By Thomas Ramge
I should kick off 2020 with a few predictions for the upcoming decade, but the thing about predictions is that they’re not possible. They are even less possible in times of digital transformation because digitization has brought, in my view, an interesting ambivalence about predictions. On the one hand, big data analytics and machine learning have brought to the world a promise to make better predictions, which is fairly true in the strict, narrow, context. But funnily enough, digitization also brought a future that is much more unpredictable. In times of disruptive change, predictions become less and less reliable as there are more and more unknowns. On one hand, digitization gives us more data to mine in order to extrapolate the data of the past and present into trends that might be coming in the future. On the other hand, it is undermining the data mining and the nature of unpredictability of our times.
Having said that, I will still make some predictions or an educated guess. Based on the trends that we see now, the first educated guess I want to make is that I think within the next two or three years we will have a cooling down off of the AI hype of the last two or three years. Why is that? In more and more contexts, we see that machine learning, which is the basic technology most of you will know behind so-called artificial intelligence, is proving to be much less efficient at making predictions compared to traditional analytics: decision trees, boosting, statistical analysis.

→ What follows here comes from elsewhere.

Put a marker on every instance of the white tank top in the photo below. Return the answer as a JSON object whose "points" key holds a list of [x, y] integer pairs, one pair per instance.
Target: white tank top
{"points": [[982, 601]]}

We have in many contexts, a plateauing of machine learning. Yes, it works quite fine and adds a lot of predictability in many contexts, such as in detecting breast cancer. But there are limits to it. I think in the next two to three years we are going to start to talk about the limits of AI and machine learning.

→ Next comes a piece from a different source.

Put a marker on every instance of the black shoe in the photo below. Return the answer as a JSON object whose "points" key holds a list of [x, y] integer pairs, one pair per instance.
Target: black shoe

On one hand, digitization gives us more data to mine in order to extrapolate the data of the past and present into trends that might be coming in the future. On the other hand, it is undermining the data mining and the nature of unpredictability of our times.
One of the early indicators I have is, I am helping two brilliant guys right now found a startup doing hardcore machine learning. We are deliberating on finding the right name for the startup and what they immediately decided was that they do not want AI in the domain name. They said they do not want to be put in the same bracket as “those hype riders”. I have heard this sentiment among the machine learning community several times before.
My second educated guess will be seen on the level of geopolitical impact of digital impact in the context of 5G, the technological implications of the Chinese-American trade war, and so forth. We are just seeing the beginning. There will be more and more geopolitical impacts of technology, turning into trade policy.
We already see a glimpse of it in the context of software usage. Take the Android ban of some Google applications on Chinese phones. The Chinese use that ban as a good notch to speed up building their own app stores and applications to become less and less dependent on American software. They follow up in the same context of hardware, especially in chip technology. The so-called tech Cold War might not come true in that sense, but we are definitely seeing separation and bifurcation of the world into two completely separate tech stocks, one American and one Chinese, with Europe not really knowing where to go. You will see more and more conflicts of this sort.
There will be more and more geopolitical impacts of technology, turning into trade policy.
I think we will see more and more criticism of the way big tech is using technology in order to make us addicted to it and to make money in a completely unsustainable way. Political scientists discuss how technology helps to destroy democracy, or at least how it radicalizes democratic discourse.
The debate about technology will chime into the broader debate of how do we organize societies and possibly, a more sustainable global future. In the end, technology should finally deliver the promises it has made and be a new version of enlightenment in technologically intense times.